Report: Police let refugees board trains leaving Hungary

Food

MTI / Zsolt Szigetvári

Police were absent from Keleti Railway Station this morning, allowing hundreds of refugees to board trains departing for Germany for the first time in roughly a week, according to an aid worker there. “They were allowed to leave. The question is whether they will be sent back,” said Tamás Lederer, who heads operations at the Migration Aid station at Keleti.

Refugees at Keleti Railway Station wait to leave Hungary for Germany. (Photo: MTI/Zsolt Szigetvári)

Lederer, 42, a university professor, said that police had stopped letting refugees board trains after an incident on one train caused delays at the Austrian border about a week ago. This morning the police stopped watching the transit zone set up at Keleti and refugees were free to board trains, he said.

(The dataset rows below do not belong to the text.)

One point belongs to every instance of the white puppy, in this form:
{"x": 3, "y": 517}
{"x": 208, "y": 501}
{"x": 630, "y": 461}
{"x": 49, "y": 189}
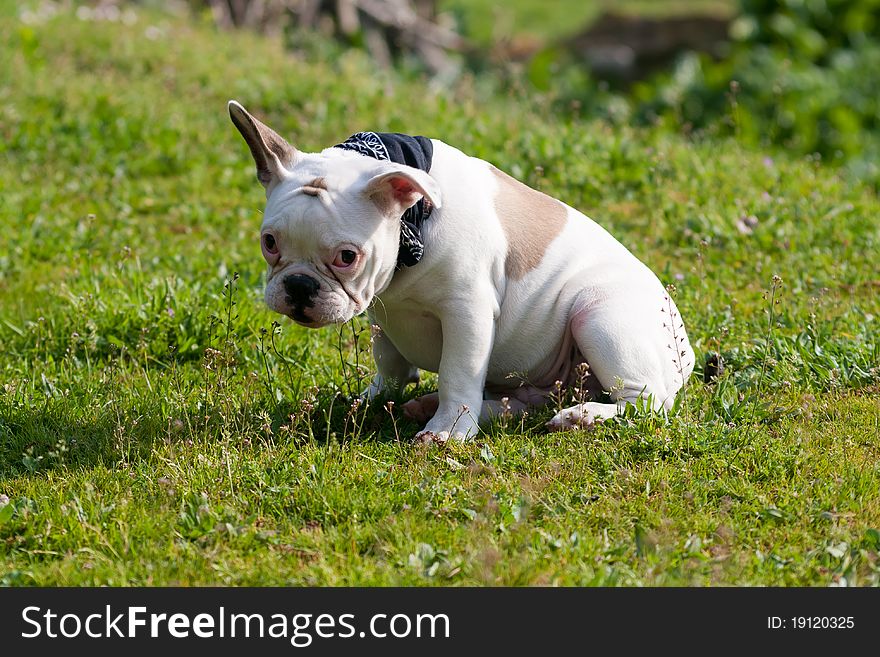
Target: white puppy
{"x": 502, "y": 290}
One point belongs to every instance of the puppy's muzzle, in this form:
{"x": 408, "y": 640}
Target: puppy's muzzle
{"x": 301, "y": 290}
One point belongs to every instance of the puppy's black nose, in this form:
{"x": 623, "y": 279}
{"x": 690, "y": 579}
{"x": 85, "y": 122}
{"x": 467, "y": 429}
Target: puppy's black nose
{"x": 300, "y": 289}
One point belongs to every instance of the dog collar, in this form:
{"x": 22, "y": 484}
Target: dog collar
{"x": 416, "y": 152}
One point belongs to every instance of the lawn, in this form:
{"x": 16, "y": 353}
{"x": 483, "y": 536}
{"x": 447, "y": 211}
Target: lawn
{"x": 157, "y": 426}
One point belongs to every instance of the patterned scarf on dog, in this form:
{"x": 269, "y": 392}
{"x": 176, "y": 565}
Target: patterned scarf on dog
{"x": 416, "y": 152}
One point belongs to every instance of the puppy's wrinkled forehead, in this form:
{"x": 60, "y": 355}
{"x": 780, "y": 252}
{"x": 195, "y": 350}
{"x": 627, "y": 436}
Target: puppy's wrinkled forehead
{"x": 330, "y": 181}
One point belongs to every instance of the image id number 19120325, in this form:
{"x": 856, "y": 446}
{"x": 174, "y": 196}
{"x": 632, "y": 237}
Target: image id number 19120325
{"x": 811, "y": 623}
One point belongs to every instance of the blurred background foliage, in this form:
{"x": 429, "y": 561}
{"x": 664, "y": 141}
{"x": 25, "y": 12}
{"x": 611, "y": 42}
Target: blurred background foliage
{"x": 801, "y": 75}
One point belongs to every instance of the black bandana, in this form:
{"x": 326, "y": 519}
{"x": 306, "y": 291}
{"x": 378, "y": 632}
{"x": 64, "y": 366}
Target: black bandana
{"x": 416, "y": 152}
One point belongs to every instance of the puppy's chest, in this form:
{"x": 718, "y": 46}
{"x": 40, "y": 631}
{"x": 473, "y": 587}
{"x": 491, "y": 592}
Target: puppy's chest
{"x": 417, "y": 335}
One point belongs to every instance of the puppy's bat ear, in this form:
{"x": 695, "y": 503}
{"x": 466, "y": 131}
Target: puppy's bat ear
{"x": 398, "y": 188}
{"x": 272, "y": 154}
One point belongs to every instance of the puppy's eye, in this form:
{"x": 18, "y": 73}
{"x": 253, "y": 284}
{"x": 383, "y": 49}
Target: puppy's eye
{"x": 269, "y": 243}
{"x": 344, "y": 258}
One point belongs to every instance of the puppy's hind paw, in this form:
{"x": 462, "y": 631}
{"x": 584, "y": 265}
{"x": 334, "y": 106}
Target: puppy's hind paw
{"x": 583, "y": 416}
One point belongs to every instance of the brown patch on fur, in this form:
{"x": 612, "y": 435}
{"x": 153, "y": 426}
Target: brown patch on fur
{"x": 531, "y": 220}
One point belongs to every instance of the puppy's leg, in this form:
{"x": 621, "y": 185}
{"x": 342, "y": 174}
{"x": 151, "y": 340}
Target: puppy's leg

He added that the trains are sometimes allowed to travel through Austria to Germany and in other cases people who do not have travel documents are sent back to Budapest.

“We are waiting to see what happens now,” said Lederer, noting that the situation has changed in the last week.

The influx of refugees has increased dramatically in the past couple of weeks, as refugees scramble to enter Hungary before a fence is completed on the border with Serbia. Meanwhile, Germany has taken a more lax stance on refugees, and Thursday’s discovery of 71 refugees, who died while apparently being smuggled into Austria from Hungary in a truck with no ventilation, has encouraged a more lenient approach in general.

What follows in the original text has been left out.